Using Bench Marks To Design For Lower Power Consumption
Systems and devices are facing ever more stringent requirements to reduce power use.
Whether the application is for a hand-held device where battery life is critical, or for a powered unit meeting the latest “Green” standards, or simply for best design practices to reduce overall system cost, understanding CPU / MCU bench marks is a first step in the process.
CoreMark is a provider of bench marks for a wide number of processors from the major manufacturers. Their suite of test parameters were developed to provide designers with a baseline comparison of power consumption across typical use cases in order to compare products between vendors.
Algorithms developed by EEMBC were originally designed specifically to test the functionality of a processor core in a way which successfully mirrors real world applications. The focus has been on industry segments such as telecom/networking, digital media, Java, automotive/industrial, consumer, and office equipment products.

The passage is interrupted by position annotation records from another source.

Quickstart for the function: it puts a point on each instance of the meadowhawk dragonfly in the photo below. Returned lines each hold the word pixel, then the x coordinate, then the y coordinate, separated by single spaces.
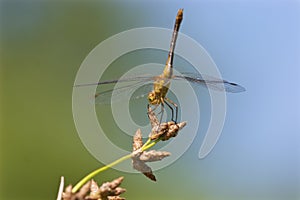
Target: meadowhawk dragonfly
pixel 160 84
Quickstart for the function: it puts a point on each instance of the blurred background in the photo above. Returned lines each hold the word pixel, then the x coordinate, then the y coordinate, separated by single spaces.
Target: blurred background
pixel 253 43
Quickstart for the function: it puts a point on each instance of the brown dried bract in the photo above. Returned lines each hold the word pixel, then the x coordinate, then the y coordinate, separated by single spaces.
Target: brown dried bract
pixel 166 130
pixel 107 191
pixel 139 157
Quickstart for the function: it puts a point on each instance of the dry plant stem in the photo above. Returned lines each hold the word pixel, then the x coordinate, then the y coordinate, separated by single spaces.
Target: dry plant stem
pixel 146 146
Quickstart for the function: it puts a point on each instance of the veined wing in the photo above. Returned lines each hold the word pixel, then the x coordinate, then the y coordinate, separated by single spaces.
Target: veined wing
pixel 141 84
pixel 210 82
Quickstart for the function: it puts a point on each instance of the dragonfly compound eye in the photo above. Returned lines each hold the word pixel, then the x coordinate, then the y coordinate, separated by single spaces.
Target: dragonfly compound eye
pixel 151 97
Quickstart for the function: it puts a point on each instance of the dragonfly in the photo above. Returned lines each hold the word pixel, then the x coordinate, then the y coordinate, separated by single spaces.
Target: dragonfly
pixel 160 84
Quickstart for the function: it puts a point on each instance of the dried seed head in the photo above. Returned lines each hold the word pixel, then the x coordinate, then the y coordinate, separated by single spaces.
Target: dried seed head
pixel 151 156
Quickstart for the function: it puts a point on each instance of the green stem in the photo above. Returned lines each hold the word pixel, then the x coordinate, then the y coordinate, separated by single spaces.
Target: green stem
pixel 146 146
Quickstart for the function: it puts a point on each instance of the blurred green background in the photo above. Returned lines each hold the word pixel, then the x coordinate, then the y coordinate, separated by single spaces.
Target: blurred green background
pixel 255 44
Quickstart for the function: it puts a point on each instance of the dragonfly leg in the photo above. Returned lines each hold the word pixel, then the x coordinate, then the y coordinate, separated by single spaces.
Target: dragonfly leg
pixel 169 102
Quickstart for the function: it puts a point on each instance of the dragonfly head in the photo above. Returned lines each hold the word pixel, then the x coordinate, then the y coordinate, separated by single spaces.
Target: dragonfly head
pixel 152 98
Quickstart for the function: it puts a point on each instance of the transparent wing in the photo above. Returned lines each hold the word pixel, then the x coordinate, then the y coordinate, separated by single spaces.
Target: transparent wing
pixel 210 82
pixel 106 93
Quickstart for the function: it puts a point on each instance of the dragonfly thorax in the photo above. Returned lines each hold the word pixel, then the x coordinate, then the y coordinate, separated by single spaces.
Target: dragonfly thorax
pixel 153 98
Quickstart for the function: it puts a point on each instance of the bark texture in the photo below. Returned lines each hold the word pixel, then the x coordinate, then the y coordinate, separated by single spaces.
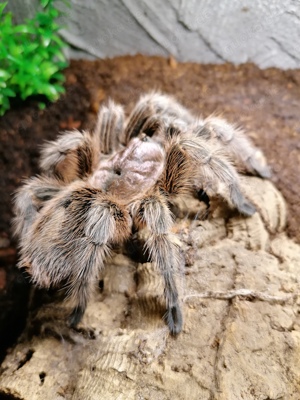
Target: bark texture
pixel 241 337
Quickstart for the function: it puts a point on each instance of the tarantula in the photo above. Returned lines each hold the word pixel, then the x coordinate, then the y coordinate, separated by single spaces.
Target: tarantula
pixel 97 186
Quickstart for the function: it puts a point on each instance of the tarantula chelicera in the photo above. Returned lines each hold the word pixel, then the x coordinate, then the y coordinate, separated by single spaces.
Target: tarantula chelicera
pixel 97 186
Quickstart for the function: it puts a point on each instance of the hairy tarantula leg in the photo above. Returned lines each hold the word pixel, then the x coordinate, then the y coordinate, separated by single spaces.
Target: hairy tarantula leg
pixel 154 212
pixel 217 171
pixel 69 240
pixel 110 127
pixel 236 142
pixel 156 107
pixel 105 222
pixel 73 155
pixel 30 199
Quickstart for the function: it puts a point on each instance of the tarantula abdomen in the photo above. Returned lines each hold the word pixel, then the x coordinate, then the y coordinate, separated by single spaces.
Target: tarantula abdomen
pixel 96 187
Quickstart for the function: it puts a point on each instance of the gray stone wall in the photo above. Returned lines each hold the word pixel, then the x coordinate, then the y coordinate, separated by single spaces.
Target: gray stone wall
pixel 266 32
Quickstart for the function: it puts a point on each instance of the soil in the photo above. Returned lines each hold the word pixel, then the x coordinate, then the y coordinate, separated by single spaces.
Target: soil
pixel 265 102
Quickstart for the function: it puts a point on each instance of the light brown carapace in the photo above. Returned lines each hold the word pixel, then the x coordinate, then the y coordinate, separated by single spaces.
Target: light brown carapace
pixel 97 186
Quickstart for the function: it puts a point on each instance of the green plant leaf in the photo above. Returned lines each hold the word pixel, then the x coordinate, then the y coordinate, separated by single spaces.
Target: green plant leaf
pixel 4 74
pixel 31 57
pixel 44 3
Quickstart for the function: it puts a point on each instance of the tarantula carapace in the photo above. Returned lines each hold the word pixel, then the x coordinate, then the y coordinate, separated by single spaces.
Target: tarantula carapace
pixel 96 187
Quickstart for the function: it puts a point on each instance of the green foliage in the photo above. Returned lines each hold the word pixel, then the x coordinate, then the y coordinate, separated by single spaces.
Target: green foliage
pixel 31 57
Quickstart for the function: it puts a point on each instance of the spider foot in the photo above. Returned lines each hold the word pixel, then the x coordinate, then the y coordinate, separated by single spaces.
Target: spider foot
pixel 173 318
pixel 75 316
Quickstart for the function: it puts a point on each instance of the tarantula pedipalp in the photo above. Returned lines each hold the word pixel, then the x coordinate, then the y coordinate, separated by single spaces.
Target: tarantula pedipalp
pixel 96 186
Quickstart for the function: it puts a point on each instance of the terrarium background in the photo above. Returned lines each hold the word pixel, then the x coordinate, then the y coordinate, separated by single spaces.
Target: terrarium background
pixel 265 32
pixel 264 101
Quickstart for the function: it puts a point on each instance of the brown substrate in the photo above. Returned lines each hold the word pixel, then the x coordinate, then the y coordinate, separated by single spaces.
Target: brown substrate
pixel 265 102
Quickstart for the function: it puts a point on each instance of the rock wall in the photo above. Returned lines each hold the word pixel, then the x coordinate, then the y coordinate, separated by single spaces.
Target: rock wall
pixel 265 32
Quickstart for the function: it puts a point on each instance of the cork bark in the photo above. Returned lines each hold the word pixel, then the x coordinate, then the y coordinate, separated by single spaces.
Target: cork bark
pixel 241 336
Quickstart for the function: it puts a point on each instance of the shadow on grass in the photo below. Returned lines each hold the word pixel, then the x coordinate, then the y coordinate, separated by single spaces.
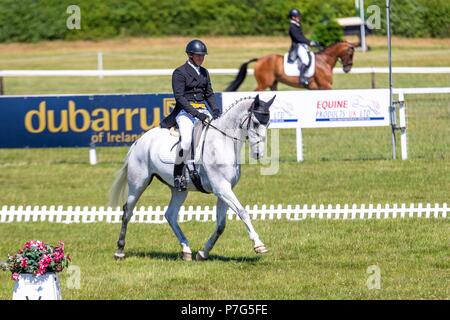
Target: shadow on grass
pixel 172 256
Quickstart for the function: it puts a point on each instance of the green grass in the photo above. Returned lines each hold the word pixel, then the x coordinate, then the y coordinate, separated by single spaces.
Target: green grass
pixel 307 259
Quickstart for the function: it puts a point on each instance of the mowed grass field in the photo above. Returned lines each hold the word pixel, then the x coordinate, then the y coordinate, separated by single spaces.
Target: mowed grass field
pixel 310 259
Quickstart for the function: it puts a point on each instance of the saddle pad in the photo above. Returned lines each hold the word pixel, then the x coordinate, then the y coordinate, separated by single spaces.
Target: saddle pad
pixel 167 152
pixel 291 69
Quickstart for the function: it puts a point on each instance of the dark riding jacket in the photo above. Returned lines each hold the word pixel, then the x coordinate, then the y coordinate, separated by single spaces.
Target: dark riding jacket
pixel 296 34
pixel 190 87
pixel 297 38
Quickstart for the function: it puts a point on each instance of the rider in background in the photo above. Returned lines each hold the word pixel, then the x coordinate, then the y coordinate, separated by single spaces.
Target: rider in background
pixel 194 96
pixel 299 46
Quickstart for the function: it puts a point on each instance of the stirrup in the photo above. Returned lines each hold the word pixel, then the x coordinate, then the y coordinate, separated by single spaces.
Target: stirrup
pixel 180 183
pixel 304 82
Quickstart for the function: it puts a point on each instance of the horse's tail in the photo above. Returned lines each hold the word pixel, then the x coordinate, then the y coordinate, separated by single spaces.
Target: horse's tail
pixel 119 189
pixel 233 86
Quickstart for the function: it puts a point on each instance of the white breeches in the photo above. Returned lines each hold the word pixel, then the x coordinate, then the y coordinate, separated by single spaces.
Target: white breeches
pixel 303 53
pixel 186 124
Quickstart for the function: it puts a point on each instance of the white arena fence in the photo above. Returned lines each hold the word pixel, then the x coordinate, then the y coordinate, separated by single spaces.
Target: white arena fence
pixel 155 215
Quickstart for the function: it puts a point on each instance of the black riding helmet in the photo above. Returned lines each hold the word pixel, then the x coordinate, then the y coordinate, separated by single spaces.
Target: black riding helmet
pixel 196 47
pixel 294 13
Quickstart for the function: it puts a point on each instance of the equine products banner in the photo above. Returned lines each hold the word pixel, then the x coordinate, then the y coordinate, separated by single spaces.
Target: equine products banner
pixel 81 120
pixel 323 109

CoreMark has distilled down the various application specific test suites to create an across-the-spectrum test software. While more generalized, this has the simplicity of producing a single number score allowing users to make quick comparisons between processors. The expectation is that by initially selecting a processor or embedded system based on the bench mark data using theses algorithms, then it’s possible to predict the power consumption in the realized product.
Vendor datasheets will typically show a lower current rating than the CoreMark number, since the suppliers will optimize testing for their particular device architecture. This has been an issue when using Dhrystone benchmarks, where results are directly linked to how well the code has been crafted for a specific device.
With CoreMark, standard C-Code is used for the test suite, and doesn’t include device specific resource utilization attributes. For developers, this means that real world performance will most likely be better than indicated by the test results. For example, a processor architecture may have dedicated math or memory management circuity which the compiler doesn’t make use of in the run-time code from CoreMark.
In general, the test suite contains implementations of the most common algorithms that developers would be using, such as: list processing (find and sort), mathematical computations, matrix manipulation, data comparison, data stream validation (e.g, determine if an input stream contains valid numbers), memory copy / store and CRC.
Using these results, a designer has a better idea of how much computational power in will be required to perform standard tasks. It’s also a relative comparison between the various vendors to measure which devices perform better or worse. The single number result is a simple starting point in the process of selecting a processor. From the initial bench mark results, a designer can then look at the architecture specific features of candidate devices to see what hardware optimizations would best suit the application.
A next step in the power consumption measure is to use another tool from EEMBC, the “EnergyBench™ Version 1.0 Power/Energy Benchmarks“. A copy of the software and more details can be found here at EnergyBench. This tool provides data on the amount of energy a processor consumes while running EEMBC’s performance benchmarks.